Kate Mosse verbindet auch hier – ähnlich wie in „Das verlorene Labyrinth“ – eine gegenwärtige Handlung mit einer sagenumwobenen historischen Geschichte, wieder in Südfrankreich. Da fängt für mich auch schon das Problem an: es ist alles irgendwie bekannt und der Reiz war etwas weg. Hinzukommt, dass die Geschichte um Léonie deutliche Längen hat und Meredith jetzt auch nicht gerade Sympathieträgerin war, so dass spätestens ab Stunde 7 das Hörbuch mehr zur Qual als zu Genuss wurde. Besonders nervig auch die Sprecherin, immer wieder kommen französische Einwürfe in einer dermaßen grottigen Aussprache, dass es einem als Hörer physische Schmerzen bereitet. Leider insgesamt eher enttäuschend.
**/5 Sterne 

Rose Tremain – Adieu, Sir Merivel

In ihrem historischen Roman begleitet Rose Tremain die letzten  Jahre von Sir Merivel. Als erfolgreicher Arzt in der Gunst des englischen Königs stehend bewohnt er mit seiner Tochter Bidnold Manor. Als die junge Frau einer Einladung von Freundinnen folgend nach Cornwall aufbricht, beschließt Sir Merivel, auf Auslandsreise nach Frankreich zu gehen. Mit einem Empfehlungsschreiben von König Charles ausgestattet erwartet er ein schönes Leben in Versailles und wird schwer enttäuscht.

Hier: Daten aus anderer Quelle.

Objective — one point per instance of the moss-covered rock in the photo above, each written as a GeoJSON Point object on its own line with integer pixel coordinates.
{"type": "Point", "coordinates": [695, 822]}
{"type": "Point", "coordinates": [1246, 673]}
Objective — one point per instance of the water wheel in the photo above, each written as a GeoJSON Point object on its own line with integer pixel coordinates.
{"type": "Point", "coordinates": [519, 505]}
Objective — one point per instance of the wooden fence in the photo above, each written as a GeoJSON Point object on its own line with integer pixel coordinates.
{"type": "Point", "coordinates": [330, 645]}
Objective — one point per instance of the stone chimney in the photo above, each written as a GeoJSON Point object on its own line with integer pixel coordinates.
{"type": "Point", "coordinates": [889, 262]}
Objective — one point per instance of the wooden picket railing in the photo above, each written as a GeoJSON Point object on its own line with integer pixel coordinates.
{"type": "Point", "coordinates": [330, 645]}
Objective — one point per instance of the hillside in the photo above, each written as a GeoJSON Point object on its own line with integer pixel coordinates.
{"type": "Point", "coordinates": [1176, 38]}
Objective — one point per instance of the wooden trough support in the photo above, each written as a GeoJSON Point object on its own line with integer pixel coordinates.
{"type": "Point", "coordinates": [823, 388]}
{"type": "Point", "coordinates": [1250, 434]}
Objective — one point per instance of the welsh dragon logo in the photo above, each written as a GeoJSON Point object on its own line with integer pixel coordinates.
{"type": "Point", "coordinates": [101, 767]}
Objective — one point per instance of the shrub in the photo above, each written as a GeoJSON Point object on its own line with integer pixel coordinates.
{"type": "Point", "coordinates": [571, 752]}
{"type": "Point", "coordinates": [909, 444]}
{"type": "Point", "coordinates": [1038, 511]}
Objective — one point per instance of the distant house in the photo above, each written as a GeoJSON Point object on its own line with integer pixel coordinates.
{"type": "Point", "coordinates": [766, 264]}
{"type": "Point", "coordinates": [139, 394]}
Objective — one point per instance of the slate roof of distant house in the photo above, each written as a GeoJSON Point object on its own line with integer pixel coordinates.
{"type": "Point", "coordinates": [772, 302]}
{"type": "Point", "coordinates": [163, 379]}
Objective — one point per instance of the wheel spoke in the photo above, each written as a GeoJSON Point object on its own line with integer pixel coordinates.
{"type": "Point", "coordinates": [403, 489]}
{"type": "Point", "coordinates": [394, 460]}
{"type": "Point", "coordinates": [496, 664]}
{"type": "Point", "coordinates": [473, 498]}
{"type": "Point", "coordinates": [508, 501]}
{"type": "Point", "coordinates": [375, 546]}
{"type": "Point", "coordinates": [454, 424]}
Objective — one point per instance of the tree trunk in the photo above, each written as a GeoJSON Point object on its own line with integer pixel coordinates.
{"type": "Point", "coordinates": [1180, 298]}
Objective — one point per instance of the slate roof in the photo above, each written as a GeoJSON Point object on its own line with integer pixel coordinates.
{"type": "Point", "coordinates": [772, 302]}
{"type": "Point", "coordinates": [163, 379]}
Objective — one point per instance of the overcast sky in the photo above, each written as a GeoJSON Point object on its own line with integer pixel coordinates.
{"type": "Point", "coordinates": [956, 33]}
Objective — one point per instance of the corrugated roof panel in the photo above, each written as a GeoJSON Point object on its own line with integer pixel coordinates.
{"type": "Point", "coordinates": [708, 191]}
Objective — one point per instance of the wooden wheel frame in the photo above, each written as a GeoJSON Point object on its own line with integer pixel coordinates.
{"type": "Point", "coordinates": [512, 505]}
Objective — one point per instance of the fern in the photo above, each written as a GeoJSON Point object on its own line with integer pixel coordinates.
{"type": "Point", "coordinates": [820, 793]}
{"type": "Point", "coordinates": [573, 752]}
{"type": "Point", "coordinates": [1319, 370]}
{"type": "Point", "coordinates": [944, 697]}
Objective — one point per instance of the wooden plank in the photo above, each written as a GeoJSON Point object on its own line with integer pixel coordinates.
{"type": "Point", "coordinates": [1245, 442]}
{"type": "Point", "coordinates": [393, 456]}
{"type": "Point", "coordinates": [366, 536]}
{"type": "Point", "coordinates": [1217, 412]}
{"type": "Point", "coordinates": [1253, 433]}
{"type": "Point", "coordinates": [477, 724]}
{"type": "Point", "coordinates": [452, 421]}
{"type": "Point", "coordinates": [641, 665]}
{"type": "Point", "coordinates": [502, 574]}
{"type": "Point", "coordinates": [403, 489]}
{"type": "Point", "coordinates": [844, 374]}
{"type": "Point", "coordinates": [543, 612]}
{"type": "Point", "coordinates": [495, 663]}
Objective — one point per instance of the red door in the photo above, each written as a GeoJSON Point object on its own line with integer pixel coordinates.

Der einzige Lichtblick seiner Zeit bei den Franzosen ist die Bekanntschaft mit der Schweizerin Louise, deren eifersüchtiger Ehemann Merivel jedoch beim Leben bedroht und dessen Rückkehr nach England beschleunigt. Dort findet er seine Tochter dem Tod nahe und auch der König ist in schlechtem Zustand. Über diese Unglücke vergisst er Louise beinahe und erst Monate später, nachdem seine Lieben ins Leben zurückgekehrt sind, macht er sich auf die Reise in die Schweiz, wo er auf ein spätes Liebesglück hoffen kann. Doch das Leben erspart ihm keine Sorge und bald schon muss er wieder in Königreich heimkehren – der König liegt im Sterben.

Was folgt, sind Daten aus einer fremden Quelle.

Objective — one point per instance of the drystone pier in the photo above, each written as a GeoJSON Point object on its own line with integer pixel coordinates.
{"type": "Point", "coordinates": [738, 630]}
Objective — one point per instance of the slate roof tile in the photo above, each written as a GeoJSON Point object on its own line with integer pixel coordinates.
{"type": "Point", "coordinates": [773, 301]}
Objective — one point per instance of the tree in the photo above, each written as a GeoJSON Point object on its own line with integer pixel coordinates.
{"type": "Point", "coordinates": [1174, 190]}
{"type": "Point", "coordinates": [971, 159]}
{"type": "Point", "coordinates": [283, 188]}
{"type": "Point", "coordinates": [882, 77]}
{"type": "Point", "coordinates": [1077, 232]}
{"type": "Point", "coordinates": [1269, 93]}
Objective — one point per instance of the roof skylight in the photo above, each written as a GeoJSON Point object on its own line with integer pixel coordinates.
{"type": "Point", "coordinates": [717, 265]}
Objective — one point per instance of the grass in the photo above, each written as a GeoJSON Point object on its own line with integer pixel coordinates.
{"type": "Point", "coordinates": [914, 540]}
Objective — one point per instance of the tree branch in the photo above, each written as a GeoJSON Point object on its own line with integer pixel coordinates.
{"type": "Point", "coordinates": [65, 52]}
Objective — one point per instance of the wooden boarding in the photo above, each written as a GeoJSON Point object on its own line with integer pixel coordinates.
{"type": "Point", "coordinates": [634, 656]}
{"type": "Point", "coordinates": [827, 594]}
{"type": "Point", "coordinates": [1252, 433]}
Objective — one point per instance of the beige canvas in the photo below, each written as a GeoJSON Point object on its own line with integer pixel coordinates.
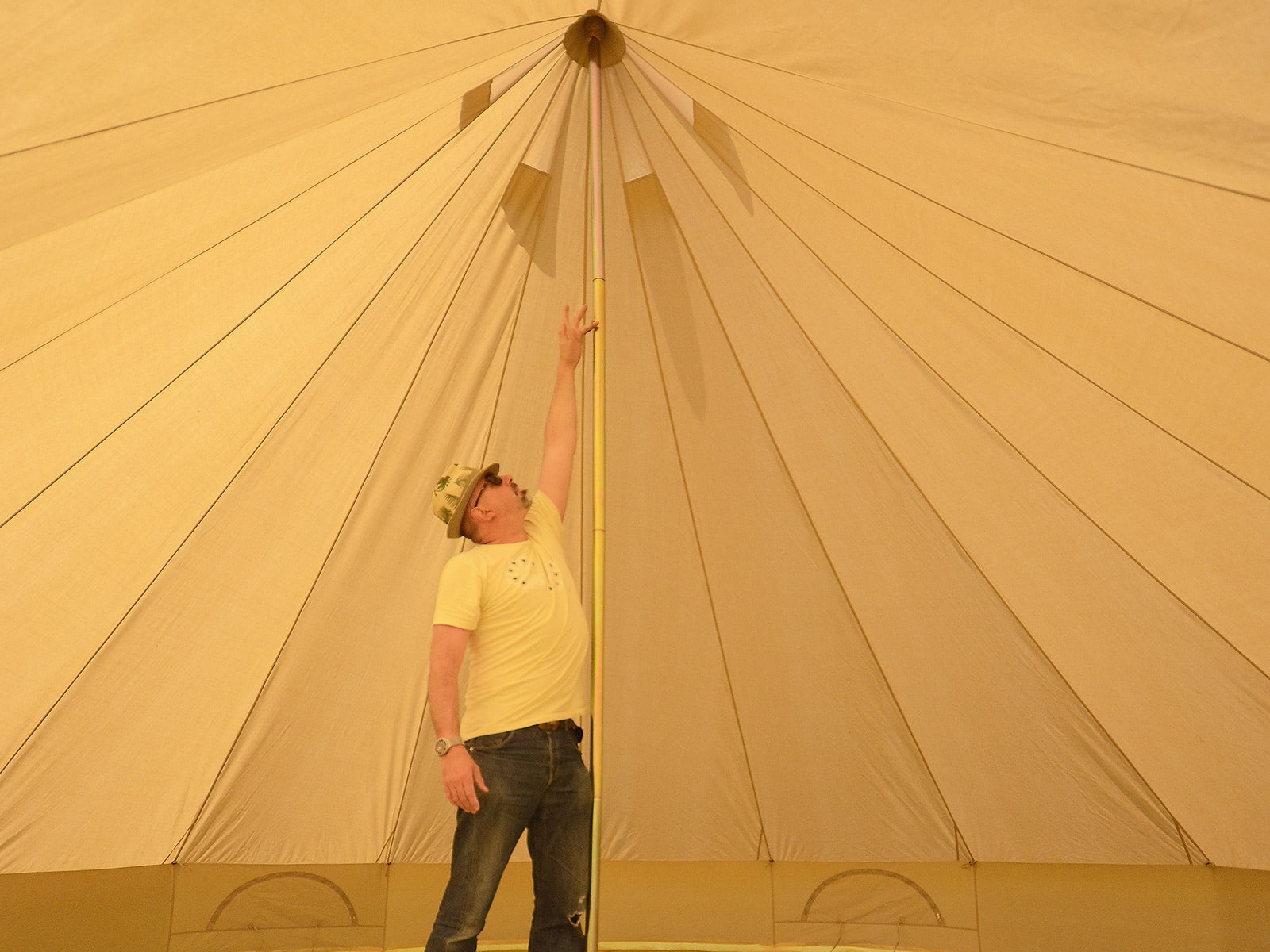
{"type": "Point", "coordinates": [937, 463]}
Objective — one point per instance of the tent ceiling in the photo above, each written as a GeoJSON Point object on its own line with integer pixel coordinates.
{"type": "Point", "coordinates": [939, 423]}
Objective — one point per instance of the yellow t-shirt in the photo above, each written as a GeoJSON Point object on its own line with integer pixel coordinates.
{"type": "Point", "coordinates": [527, 654]}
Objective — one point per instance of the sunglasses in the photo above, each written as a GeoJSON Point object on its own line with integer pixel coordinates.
{"type": "Point", "coordinates": [491, 480]}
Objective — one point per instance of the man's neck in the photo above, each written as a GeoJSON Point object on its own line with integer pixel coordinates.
{"type": "Point", "coordinates": [505, 537]}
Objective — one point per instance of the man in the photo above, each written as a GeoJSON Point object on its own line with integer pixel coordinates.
{"type": "Point", "coordinates": [514, 763]}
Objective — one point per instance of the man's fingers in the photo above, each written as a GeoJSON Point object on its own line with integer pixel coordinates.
{"type": "Point", "coordinates": [468, 795]}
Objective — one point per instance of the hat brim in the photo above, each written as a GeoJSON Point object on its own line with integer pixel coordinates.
{"type": "Point", "coordinates": [455, 527]}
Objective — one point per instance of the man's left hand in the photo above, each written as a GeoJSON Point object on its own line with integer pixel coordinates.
{"type": "Point", "coordinates": [572, 333]}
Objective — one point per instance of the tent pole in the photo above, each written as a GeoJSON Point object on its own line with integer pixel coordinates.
{"type": "Point", "coordinates": [596, 29]}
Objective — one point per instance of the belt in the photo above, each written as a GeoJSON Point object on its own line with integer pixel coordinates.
{"type": "Point", "coordinates": [554, 725]}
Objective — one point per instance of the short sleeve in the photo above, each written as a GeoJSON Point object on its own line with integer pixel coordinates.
{"type": "Point", "coordinates": [544, 518]}
{"type": "Point", "coordinates": [459, 594]}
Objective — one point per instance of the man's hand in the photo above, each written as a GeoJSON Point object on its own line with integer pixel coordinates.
{"type": "Point", "coordinates": [461, 776]}
{"type": "Point", "coordinates": [572, 333]}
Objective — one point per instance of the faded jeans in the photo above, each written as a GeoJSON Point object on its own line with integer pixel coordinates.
{"type": "Point", "coordinates": [539, 782]}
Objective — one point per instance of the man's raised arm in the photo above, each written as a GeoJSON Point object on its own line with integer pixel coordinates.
{"type": "Point", "coordinates": [560, 440]}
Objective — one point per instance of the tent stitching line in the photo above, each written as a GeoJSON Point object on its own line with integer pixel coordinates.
{"type": "Point", "coordinates": [1000, 319]}
{"type": "Point", "coordinates": [912, 480]}
{"type": "Point", "coordinates": [798, 494]}
{"type": "Point", "coordinates": [696, 536]}
{"type": "Point", "coordinates": [245, 463]}
{"type": "Point", "coordinates": [171, 903]}
{"type": "Point", "coordinates": [232, 330]}
{"type": "Point", "coordinates": [507, 355]}
{"type": "Point", "coordinates": [260, 219]}
{"type": "Point", "coordinates": [290, 83]}
{"type": "Point", "coordinates": [370, 470]}
{"type": "Point", "coordinates": [949, 116]}
{"type": "Point", "coordinates": [945, 207]}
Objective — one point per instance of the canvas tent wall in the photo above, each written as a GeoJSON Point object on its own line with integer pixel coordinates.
{"type": "Point", "coordinates": [939, 463]}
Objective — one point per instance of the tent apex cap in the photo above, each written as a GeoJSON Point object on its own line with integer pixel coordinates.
{"type": "Point", "coordinates": [595, 25]}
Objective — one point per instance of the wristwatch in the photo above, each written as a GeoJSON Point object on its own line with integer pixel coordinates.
{"type": "Point", "coordinates": [444, 744]}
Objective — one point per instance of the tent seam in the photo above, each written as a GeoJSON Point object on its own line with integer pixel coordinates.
{"type": "Point", "coordinates": [514, 327]}
{"type": "Point", "coordinates": [260, 219]}
{"type": "Point", "coordinates": [949, 116]}
{"type": "Point", "coordinates": [964, 400]}
{"type": "Point", "coordinates": [374, 461]}
{"type": "Point", "coordinates": [950, 209]}
{"type": "Point", "coordinates": [245, 463]}
{"type": "Point", "coordinates": [696, 536]}
{"type": "Point", "coordinates": [914, 482]}
{"type": "Point", "coordinates": [806, 514]}
{"type": "Point", "coordinates": [287, 83]}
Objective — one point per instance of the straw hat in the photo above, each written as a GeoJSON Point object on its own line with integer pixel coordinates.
{"type": "Point", "coordinates": [454, 492]}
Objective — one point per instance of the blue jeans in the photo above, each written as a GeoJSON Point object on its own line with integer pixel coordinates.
{"type": "Point", "coordinates": [539, 782]}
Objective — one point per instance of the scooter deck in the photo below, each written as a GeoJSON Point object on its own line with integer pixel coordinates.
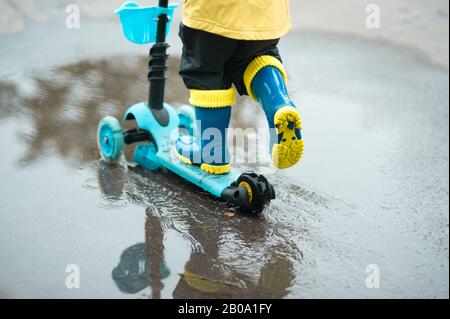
{"type": "Point", "coordinates": [160, 153]}
{"type": "Point", "coordinates": [214, 184]}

Rose Tremain gelingt es, das 17. Jahrhundert zum Leben zu erwecken. Sir Merivel ist facettenreich gezeichnet mit all seinen Sorgen, Bedenken, aber auch naturwissenschaftlichen Interessen und somit ein gelungener Protagonist, dem das Leben nicht immer Wohl gesonnen ist. Auch eine gewisse Spannung bleibt durch die Schicksalsschläge nicht aus. Ein leichter Roman, der leider ein wenig Tiefe vermissen lässt, dies jedoch in angenehm überzeugendem Tom wettmachen kann.